Что касается их предводителя, то это был молодой человек, едва достигший двадцати двух лет, бледный, с продолговатым разрезом черных глаз и длинными вьющимися волосами, падавшими на плечи. На нем был молдавский костюм, отделанный мехом и стянутый у талии шелковым шарфом с золотыми полосами. В его руке сверкала кривая сабля, а за поясом блестели четыре пистолета. Во время схватки он испускал хриплые и невнятные звуки, не похожие на какой-либо человеческий язык, и, однако, ими он отдавал приказания, и люди повиновались его крикам. Они бросались ничком на землю, чтобы уберечься от пуль наших солдат, поднимались, чтобы стрелять. Они убивали тех, кто еще стоял, добивали раненых и превратили схватку в бойню.

Две трети моих защитников пали на моих глазах один за другим. Четверо еще держались; они сдвинулись около меня и не просили пощады, так как знали, что не получат ее, и думали только об одном — как продать подороже свою жизнь.

Тогда молодой предводитель испустил крик более выразительный, чем прежние, и направил свою саблю на нас. Несомненно, он приказал дать залп со всех сторон по последней группе, уничтожить нас всех вместе, потому что длинные молдавские ружья разом опустились для выстрела.

Я поняла, что настал наш последний час, подняла глаза и руки к небу с последней мольбой и стала ждать смерти.

В эту минуту я увидела молодого человека: он не спустился, а скорее бросился с горы, перепрыгивая со скалы на скалу. Он остановился на высоком камне, господствовавшем над всей этой площадкой, и стоял на нем как статуя на пьедестале. Он протянул руку к полю битвы и произнес одно лишь слово: «Довольно!»

При звуке этого голоса глаза всех устремились наверх, и казалось, что все повинуются новому повелителю. Только один разбойник положил ружье на плечо и выстрелил.

Один из наших людей вскрикнул: пуля пронзила его левую руку.

Он тотчас повернулся, чтобы броситься на того, кто ранил его; но прежде чем его лошадь сделала четыре шага, над нами блеснул огонь, и ослушавшийся разбойник покатился по склону: голова его была пробита пулей.
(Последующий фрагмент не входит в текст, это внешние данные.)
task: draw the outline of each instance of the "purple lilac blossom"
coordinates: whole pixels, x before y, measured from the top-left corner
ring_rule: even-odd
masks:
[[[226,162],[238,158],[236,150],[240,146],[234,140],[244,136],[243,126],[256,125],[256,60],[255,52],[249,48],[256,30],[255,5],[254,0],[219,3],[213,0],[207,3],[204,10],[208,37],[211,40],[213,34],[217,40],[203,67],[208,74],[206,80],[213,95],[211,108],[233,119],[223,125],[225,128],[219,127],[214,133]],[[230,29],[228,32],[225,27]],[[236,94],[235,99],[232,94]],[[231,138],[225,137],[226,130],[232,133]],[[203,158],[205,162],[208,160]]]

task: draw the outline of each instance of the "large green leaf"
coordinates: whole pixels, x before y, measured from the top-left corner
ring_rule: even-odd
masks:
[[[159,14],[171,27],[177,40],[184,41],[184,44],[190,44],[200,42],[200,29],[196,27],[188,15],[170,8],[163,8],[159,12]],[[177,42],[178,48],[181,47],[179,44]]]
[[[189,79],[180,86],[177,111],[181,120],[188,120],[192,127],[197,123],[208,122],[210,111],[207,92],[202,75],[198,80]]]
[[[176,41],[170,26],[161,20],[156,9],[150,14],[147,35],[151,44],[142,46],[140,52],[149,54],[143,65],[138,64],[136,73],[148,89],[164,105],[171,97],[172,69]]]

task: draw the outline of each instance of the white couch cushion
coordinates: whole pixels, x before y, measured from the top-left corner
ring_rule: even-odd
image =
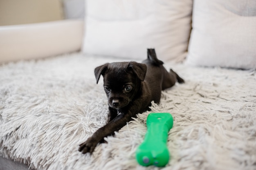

Пережить столько волнений было выше моих сил — я потеряла сознание. Придя в себя, я увидела, что лежу на траве, а голова моя покоится на коленях мужчины; мне видна была только обнявшая меня за талию белая рука с кольцами на пальцах, а передо мной стоял, скрестив руки, с саблей под мышкой молодой молдавский предводитель, командовавший нападением на нас.

«Костаки, — по-французски сказал властным голосом тот, кто поддерживал меня, — вы сейчас же уведете ваших людей, а мне предоставите заботу об этой молодой женщине».

«Брат мой, брат мой, — говорил тот, к кому были обращены эти слова и кто, казалось, с трудом себя сдерживал, — брат мой, берегитесь, не выводите меня из терпения: я предоставляю вам замок, предоставьте мне лес. В замке вы хозяин, здесь же всецело властвую я. Здесь достаточно одного моего слова, чтобы заставить вас повиноваться».

«Костаки, я старший; это значит, что я всюду властелин: в лесу, как и в замке, и там, и здесь. В моих жилах, как и в ваших, течет кровь Бранкованов, королевская кровь; мы привыкли повелевать, и я повелеваю».